From Points to Sets: Set-Based Safety Verification in the Latent Space
This work improves safety guarantees for robotic control systems by adapting to anisotropic and time-varying uncertainty, though it is incremental as it builds on existing latent space methods.
The paper tackled the problem of safety verification for control systems by extending latent representation methods to handle set-valued states, addressing state uncertainty that point-based methods ignore, and achieved 5/5 collision-free passages on a quadrotor task compared to 1/5 for point-based evaluation.

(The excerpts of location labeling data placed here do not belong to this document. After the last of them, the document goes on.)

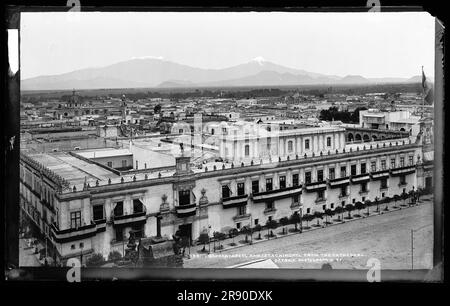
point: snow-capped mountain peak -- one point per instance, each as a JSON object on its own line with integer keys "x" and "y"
{"x": 259, "y": 59}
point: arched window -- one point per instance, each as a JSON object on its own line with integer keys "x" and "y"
{"x": 290, "y": 146}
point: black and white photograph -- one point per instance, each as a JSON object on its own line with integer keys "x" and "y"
{"x": 255, "y": 140}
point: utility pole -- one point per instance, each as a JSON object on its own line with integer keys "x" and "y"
{"x": 412, "y": 249}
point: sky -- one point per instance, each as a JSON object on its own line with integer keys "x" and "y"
{"x": 366, "y": 44}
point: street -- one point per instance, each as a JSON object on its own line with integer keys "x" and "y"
{"x": 386, "y": 237}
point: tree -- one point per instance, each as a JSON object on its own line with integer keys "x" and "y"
{"x": 157, "y": 109}
{"x": 271, "y": 224}
{"x": 318, "y": 215}
{"x": 349, "y": 208}
{"x": 233, "y": 233}
{"x": 328, "y": 213}
{"x": 95, "y": 260}
{"x": 284, "y": 222}
{"x": 368, "y": 203}
{"x": 114, "y": 256}
{"x": 258, "y": 228}
{"x": 219, "y": 236}
{"x": 359, "y": 206}
{"x": 295, "y": 218}
{"x": 203, "y": 239}
{"x": 246, "y": 231}
{"x": 339, "y": 210}
{"x": 396, "y": 198}
{"x": 308, "y": 218}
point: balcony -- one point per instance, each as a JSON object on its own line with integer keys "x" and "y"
{"x": 269, "y": 211}
{"x": 316, "y": 186}
{"x": 236, "y": 201}
{"x": 241, "y": 217}
{"x": 320, "y": 201}
{"x": 186, "y": 210}
{"x": 73, "y": 234}
{"x": 403, "y": 170}
{"x": 339, "y": 182}
{"x": 277, "y": 194}
{"x": 130, "y": 219}
{"x": 379, "y": 175}
{"x": 360, "y": 178}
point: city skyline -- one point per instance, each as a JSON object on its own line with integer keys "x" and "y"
{"x": 101, "y": 39}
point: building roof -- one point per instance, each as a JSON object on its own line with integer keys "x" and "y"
{"x": 71, "y": 168}
{"x": 102, "y": 153}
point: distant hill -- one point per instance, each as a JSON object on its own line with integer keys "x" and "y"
{"x": 159, "y": 73}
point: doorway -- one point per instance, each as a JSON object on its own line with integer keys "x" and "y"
{"x": 186, "y": 230}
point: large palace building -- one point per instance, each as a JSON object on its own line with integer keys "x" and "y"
{"x": 86, "y": 206}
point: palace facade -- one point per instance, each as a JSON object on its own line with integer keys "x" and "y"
{"x": 85, "y": 207}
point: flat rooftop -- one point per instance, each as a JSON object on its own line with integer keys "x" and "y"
{"x": 71, "y": 168}
{"x": 104, "y": 152}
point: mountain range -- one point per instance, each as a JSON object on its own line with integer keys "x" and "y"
{"x": 160, "y": 73}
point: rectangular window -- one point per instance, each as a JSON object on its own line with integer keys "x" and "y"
{"x": 343, "y": 191}
{"x": 97, "y": 212}
{"x": 331, "y": 173}
{"x": 118, "y": 209}
{"x": 282, "y": 182}
{"x": 364, "y": 187}
{"x": 255, "y": 186}
{"x": 343, "y": 171}
{"x": 308, "y": 177}
{"x": 75, "y": 219}
{"x": 242, "y": 210}
{"x": 138, "y": 206}
{"x": 363, "y": 168}
{"x": 319, "y": 175}
{"x": 184, "y": 197}
{"x": 119, "y": 234}
{"x": 225, "y": 192}
{"x": 290, "y": 146}
{"x": 320, "y": 195}
{"x": 241, "y": 189}
{"x": 269, "y": 184}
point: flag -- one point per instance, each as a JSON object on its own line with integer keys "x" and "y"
{"x": 427, "y": 89}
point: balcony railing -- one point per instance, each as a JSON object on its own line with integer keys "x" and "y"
{"x": 277, "y": 194}
{"x": 339, "y": 182}
{"x": 241, "y": 217}
{"x": 403, "y": 170}
{"x": 73, "y": 234}
{"x": 378, "y": 175}
{"x": 316, "y": 186}
{"x": 236, "y": 201}
{"x": 186, "y": 210}
{"x": 360, "y": 178}
{"x": 137, "y": 216}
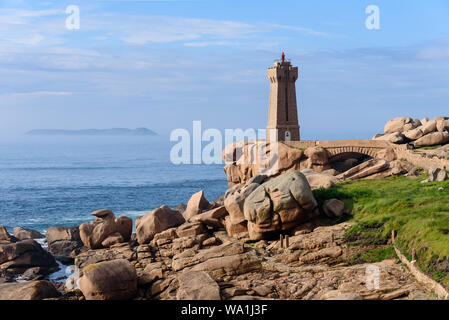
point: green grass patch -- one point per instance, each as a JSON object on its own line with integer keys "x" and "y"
{"x": 429, "y": 147}
{"x": 418, "y": 212}
{"x": 372, "y": 256}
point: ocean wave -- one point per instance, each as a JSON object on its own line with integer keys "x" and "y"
{"x": 189, "y": 183}
{"x": 69, "y": 168}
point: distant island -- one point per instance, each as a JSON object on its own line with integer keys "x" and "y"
{"x": 95, "y": 132}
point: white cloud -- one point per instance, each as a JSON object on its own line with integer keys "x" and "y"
{"x": 37, "y": 94}
{"x": 436, "y": 51}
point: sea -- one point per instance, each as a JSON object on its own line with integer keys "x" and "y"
{"x": 59, "y": 180}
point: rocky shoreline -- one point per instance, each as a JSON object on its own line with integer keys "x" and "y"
{"x": 267, "y": 238}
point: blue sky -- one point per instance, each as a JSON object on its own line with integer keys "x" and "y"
{"x": 163, "y": 64}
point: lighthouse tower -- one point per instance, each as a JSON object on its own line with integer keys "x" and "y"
{"x": 283, "y": 111}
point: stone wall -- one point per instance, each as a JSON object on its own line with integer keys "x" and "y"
{"x": 421, "y": 160}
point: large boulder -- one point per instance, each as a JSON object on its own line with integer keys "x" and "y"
{"x": 319, "y": 180}
{"x": 19, "y": 256}
{"x": 105, "y": 230}
{"x": 212, "y": 218}
{"x": 429, "y": 127}
{"x": 62, "y": 241}
{"x": 414, "y": 134}
{"x": 109, "y": 280}
{"x": 234, "y": 202}
{"x": 5, "y": 237}
{"x": 432, "y": 139}
{"x": 318, "y": 158}
{"x": 436, "y": 174}
{"x": 334, "y": 208}
{"x": 197, "y": 204}
{"x": 401, "y": 124}
{"x": 279, "y": 204}
{"x": 394, "y": 137}
{"x": 156, "y": 221}
{"x": 197, "y": 285}
{"x": 247, "y": 159}
{"x": 124, "y": 227}
{"x": 443, "y": 125}
{"x": 22, "y": 233}
{"x": 35, "y": 290}
{"x": 228, "y": 259}
{"x": 387, "y": 154}
{"x": 364, "y": 169}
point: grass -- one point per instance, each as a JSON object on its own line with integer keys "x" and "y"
{"x": 419, "y": 213}
{"x": 429, "y": 147}
{"x": 372, "y": 256}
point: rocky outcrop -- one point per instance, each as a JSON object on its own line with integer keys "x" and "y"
{"x": 212, "y": 218}
{"x": 21, "y": 234}
{"x": 123, "y": 251}
{"x": 197, "y": 204}
{"x": 105, "y": 231}
{"x": 318, "y": 159}
{"x": 432, "y": 139}
{"x": 235, "y": 198}
{"x": 419, "y": 133}
{"x": 36, "y": 290}
{"x": 401, "y": 124}
{"x": 109, "y": 280}
{"x": 156, "y": 221}
{"x": 279, "y": 204}
{"x": 219, "y": 261}
{"x": 333, "y": 208}
{"x": 395, "y": 137}
{"x": 248, "y": 159}
{"x": 197, "y": 285}
{"x": 436, "y": 174}
{"x": 20, "y": 256}
{"x": 62, "y": 241}
{"x": 317, "y": 180}
{"x": 364, "y": 169}
{"x": 5, "y": 237}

We extend latent representation methods for safety control design to set-valued states. Recent work has shown that barrier functions designed in a learned latent space can transfer safety guarantees back to the original system, but these methods evaluate certificates at single state points, ignoring state uncertainty. A fixed safety margin can partially address this but cannot adapt to the anisotropic and time-varying nature of the uncertainty gap across different safety constraints. We instead represent the system state as a zonotope, propagate it through the encoder to obtain a latent zonotope, and evaluate certificates over the worst case of the entire set. On a 16-dimensional quadrotor suspended-load gate passage task, set-valued evaluation achieves 5/5 collision-free passages, compared to 1/5 for point-based evaluation and 2/5 for a fixed-margin baseline. Set evaluation reports safety in 44.4% of per-head evaluations versus 48.5% for point-based, and this greater conservatism detects 4.1% blind spots where point evaluation falsely certifies safety, enabling earlier corrective control. The safety gap between point and set evaluation varies up to $12\times$ across certificate heads, explaining why no single fixed margin suffices and confirming the need for per-head, per-timestep adaptation, which set evaluation provides by construction.